BMC Bioinformatics

official impact factor 3.03

Open Access Methodology article

Identifying metabolic enzymes with multiple types of association evidence

Peter Kharchenko1, Lifeng Chen2, Yoav Freund3, Dennis Vitkup2* and George M Church1*

Author Affiliations

1 Department of Genetics, New Research Building (NRB) Room 238, 77 Ave. Louis Pasteur, Harvard Medical School, Boston, MA 02115, USA

2 Center for Computational Biology and Bioinformatics, Department of Biomedical Informatics, Columbia University, 1150 St. Nicholas Ave., New York, NY 10032, USA

3 Department of Computer Science and Engineering, University of California San Diego, 9500 Gilman Drive 0404, Room 4126, La Jolla, CA 92093, USA

For all author emails, please log on.

BMC Bioinformatics 2006, 7:177 doi:10.1186/1471-2105-7-177

Published: 29 March 2006

Abstract

Background

Existing large-scale metabolic models of sequenced organisms commonly include enzymatic functions which can not be attributed to any gene in that organism. Existing computational strategies for identifying such missing genes rely primarily on sequence homology to known enzyme-encoding genes.

Results

We present a novel method for identifying genes encoding for a specific metabolic function based on a local structure of metabolic network and multiple types of functional association evidence, including clustering of genes on the chromosome, similarity of phylogenetic profiles, gene expression, protein fusion events and others.
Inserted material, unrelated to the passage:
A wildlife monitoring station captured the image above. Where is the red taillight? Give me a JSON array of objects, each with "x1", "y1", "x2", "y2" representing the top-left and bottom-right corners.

Using E. coli and S. cerevisiae metabolic networks, we illustrate predictive ability of each individual type of association evidence and show that significantly better predictions can be obtained based on the combination of all data. In this way our method is able to predict 60% of enzyme-encoding genes of E. coli metabolism within the top 10 (out of 3551) candidates for their enzymatic function, and as a top candidate within 43% of the cases.

Conclusion

We illustrate that a combination of genome context and other functional association evidence is effective in predicting genes encoding metabolic enzymes. Our approach does not rely on direct sequence homology to known enzyme-encoding genes, and can be used in conjunction with traditional homology-based metabolic reconstruction methods. The method can also be used to target orphan metabolic activities.